Let me ask you a question: what do you think would work better… going to a job site, barking out orders and punishing people when they aren’t following the right safety protocols, or teaching people the right way to do things and the reason why they need to do them?
You could go to a job site and point out things and bark out orders, but no one will listen. People will shut you down and defy you just because you act like an ass. That doesn’t help anybody and you’ll be pretty bad at your job.
Safety Leaders have to talk with their people. You have to get to know them, and then explain to them why things need to be done in a certain way. You have to educate people about the real reasons behind following safety guidelines and to show them why safety is more than just a policy. That safety is a practical way to be a top performer without having to worry about injuring yourself or someone around you.
The best example is something really simple that almost all site workers must do: wear safety glasses. But why is it important? For starters.. have you ever tried sawing concrete without a pair of safety glasses on? You can’t see real well. You have to squint and stand all weird. It’s not effective and it’s really dangerous. But if you wear a pair of safety glasses, you can do the same job, much easier, effective, and safe.
Safety Leaders must take the time to properly educate their teams on the importance of safety or people could get hurt, and the organization could suffer.
Have you ever had an incident that changed you, and how did you approach it with your role?
There are two incidents that changed how I approach my role as an operator and a teacher.
The first one happened my first year on the job when I was sawing asphalt for a road job that we had. While I was sawing, one of the teeth on my saw blade came off. I was wearing a pair of jersey gloves and felt a little pressure on my thumb, but thought it was just a pebble or two from the road. Turns out the saw blade went straight through my glove, through my thumb and thumb bone, and straight out the other side!
When I was packing up my tools, I noticed that my thumb was really hurting. When I took off my glove, I noticed a small red blood spot and blood in my glove. I called my boss and told him I needed to get my thumb checked out. After going to urgent care, the doctor showed me the x-ray and clear as day, a hole was right in the middle of my bone. If I had been wearing the proper P.P.E (Leather) Gloves I would’ve had no trouble.
The next incident occurred a few years later. I was working at a job site sawing some concrete floors. It turns out that the floor had electrical wiring right under where I was sawing. My blade hit the wires, and a current flew straight through me. Luckily, I was wearing rubber boots and gloves and was grounded because of it. I was fine, but the concrete was sparking and shooting out flames!
Those two events showed me first-hand just how important the proper safety equipment can be. It made me realize that, even with modern day protection, things can go wrong, but the simplest of things, like the right gloves or boots, can make the difference between life and death.
What do you want everyone to know about safety?

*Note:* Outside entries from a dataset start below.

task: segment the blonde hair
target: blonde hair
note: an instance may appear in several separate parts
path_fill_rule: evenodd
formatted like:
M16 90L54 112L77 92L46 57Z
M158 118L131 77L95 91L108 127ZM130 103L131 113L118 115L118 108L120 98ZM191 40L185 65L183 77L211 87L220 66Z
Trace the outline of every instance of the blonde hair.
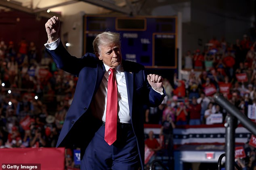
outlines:
M99 48L100 45L109 43L113 43L121 45L120 34L108 31L103 32L98 34L92 43L94 53L100 52Z

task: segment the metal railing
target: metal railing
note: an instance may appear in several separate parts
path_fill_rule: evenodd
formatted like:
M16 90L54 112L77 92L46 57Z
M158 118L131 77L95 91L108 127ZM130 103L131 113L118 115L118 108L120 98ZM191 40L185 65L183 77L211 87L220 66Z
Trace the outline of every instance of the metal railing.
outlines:
M168 169L163 164L163 162L160 160L154 160L152 162L152 163L150 164L150 166L149 166L149 170L154 170L155 169L152 169L153 167L153 165L155 164L155 163L157 163L163 168L162 169L164 170L168 170Z
M237 119L244 127L254 135L256 135L256 125L245 115L241 113L237 108L221 94L215 94L213 98L217 103L225 109L229 113L226 117L226 122L224 124L226 128L225 170L233 170L234 167L236 167L236 164L235 162L235 128L237 125ZM221 158L221 160L222 158ZM218 164L220 162L220 162L218 161ZM219 165L218 165L219 167Z

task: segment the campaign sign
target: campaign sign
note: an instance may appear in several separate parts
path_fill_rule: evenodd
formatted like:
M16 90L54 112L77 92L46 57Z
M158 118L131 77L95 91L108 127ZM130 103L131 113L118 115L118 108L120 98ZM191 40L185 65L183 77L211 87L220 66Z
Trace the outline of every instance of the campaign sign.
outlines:
M147 146L145 146L145 164L147 164L149 162L150 158L152 157L152 156L153 156L153 154L154 152L151 151L148 147Z
M31 123L31 119L29 116L26 116L21 121L20 124L24 130L29 130L30 129L29 126Z
M211 96L215 93L216 91L216 88L213 85L206 87L204 89L204 93L206 96Z
M80 165L80 150L74 150L74 162L75 165Z
M237 146L235 149L235 158L246 158L246 153L243 146Z
M248 81L247 75L246 73L239 73L235 74L237 81L239 82L247 82Z
M209 121L210 124L222 123L223 116L221 113L212 114L209 117Z
M220 92L221 93L228 94L229 93L229 89L230 88L229 85L228 84L220 84Z
M256 147L256 137L254 135L252 135L249 144L254 147Z
M255 105L249 104L248 105L248 111L247 114L248 118L251 119L256 119L256 109Z

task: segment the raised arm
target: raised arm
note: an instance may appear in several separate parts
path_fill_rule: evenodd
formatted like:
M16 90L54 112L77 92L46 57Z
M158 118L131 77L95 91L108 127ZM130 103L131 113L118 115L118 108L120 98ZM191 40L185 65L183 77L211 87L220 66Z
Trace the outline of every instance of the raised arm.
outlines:
M92 61L96 61L96 57L77 58L72 56L67 51L60 41L59 33L60 31L60 20L54 16L45 24L48 41L45 44L46 52L51 56L57 67L71 74L78 76L80 71L85 66L92 66ZM87 55L87 57L88 57Z

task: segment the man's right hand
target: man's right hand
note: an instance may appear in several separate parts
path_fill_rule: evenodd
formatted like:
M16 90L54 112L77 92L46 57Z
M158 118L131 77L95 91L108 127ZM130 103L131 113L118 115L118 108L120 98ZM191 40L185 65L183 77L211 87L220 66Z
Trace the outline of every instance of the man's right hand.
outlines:
M49 43L55 41L58 39L58 34L60 30L60 21L59 18L53 16L50 18L45 23L45 29Z

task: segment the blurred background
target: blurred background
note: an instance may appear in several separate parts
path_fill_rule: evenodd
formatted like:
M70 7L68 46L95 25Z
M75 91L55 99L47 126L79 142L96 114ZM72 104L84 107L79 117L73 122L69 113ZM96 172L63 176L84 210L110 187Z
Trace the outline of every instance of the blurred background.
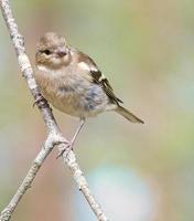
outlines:
M106 113L88 119L75 152L112 221L194 220L194 2L192 0L11 1L34 66L39 38L56 31L89 54L146 124ZM46 133L0 19L0 210ZM78 120L54 114L71 138ZM95 221L54 150L13 220Z

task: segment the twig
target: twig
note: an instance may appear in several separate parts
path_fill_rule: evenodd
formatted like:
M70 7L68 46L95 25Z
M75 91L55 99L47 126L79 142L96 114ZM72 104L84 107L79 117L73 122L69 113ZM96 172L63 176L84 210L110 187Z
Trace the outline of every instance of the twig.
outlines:
M42 95L41 95L37 84L35 82L32 66L31 66L29 57L25 53L24 39L19 33L17 22L13 18L12 10L10 8L9 0L0 0L0 6L1 6L1 11L3 14L4 21L7 23L14 50L17 52L17 56L18 56L18 61L19 61L19 65L22 71L22 74L26 80L28 86L29 86L34 99L40 101L40 96L42 96ZM68 144L66 138L64 136L62 136L61 130L56 124L56 120L52 114L52 109L50 108L46 101L41 99L40 102L37 102L37 107L42 113L48 135L47 135L47 138L45 140L43 148L41 149L41 151L34 159L32 167L30 168L23 182L19 187L18 191L15 192L15 194L13 196L13 198L11 199L9 204L1 212L0 221L9 221L11 219L11 215L14 212L15 208L18 207L20 200L22 199L22 197L24 196L26 190L31 187L42 164L44 162L44 160L46 159L48 154L53 150L54 146L57 145L58 150L60 150L61 148L66 147L66 145ZM73 151L69 151L69 154L66 156L64 152L63 159L64 159L65 164L68 166L68 168L71 169L79 190L86 198L88 204L90 206L91 210L96 214L97 219L99 221L108 221L108 218L105 215L100 206L98 204L98 202L91 194L91 191L88 187L86 178L84 177L84 173L77 164L75 154Z

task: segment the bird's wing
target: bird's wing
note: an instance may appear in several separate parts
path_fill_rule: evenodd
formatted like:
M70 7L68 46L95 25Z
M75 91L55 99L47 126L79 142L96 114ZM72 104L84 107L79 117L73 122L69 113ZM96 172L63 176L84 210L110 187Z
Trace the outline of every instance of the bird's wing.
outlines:
M115 95L109 81L101 74L96 63L88 55L83 52L78 52L78 65L89 72L91 81L99 84L104 88L105 93L110 98L110 102L118 105L119 103L122 103L122 101Z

Safety is more than a position, a saying, or a process – it’s EVERYTHING. Safety impacts more than just the person working at a site. It protects families, companies, coworkers, and friends from a potentially devastating outcome. I always tell our teams – “You’re not being safe only for you… you’re being safe for your family and your friends.”
What’s your superpower?
My safety superpower is relatability. I’ve been on every side of the safety equation. I’ve been out in the field for most of my career, wearing the PPE gear and protecting myself as a worker. I’ve been on the training side, demonstrating safety gear, and teaching proper use. Because of my first-hand experience, I can speak directly to my team as a peer, as someone that’s been there and experienced how the simplest safety protocol can make the biggest impact.
That understanding and experience ensure that my team and I work really well together. They know I’ve been there, and that I’m only telling them to do something that I’ve done myself. I would never have someone do something that I wouldn’t do, or haven’t done, myself.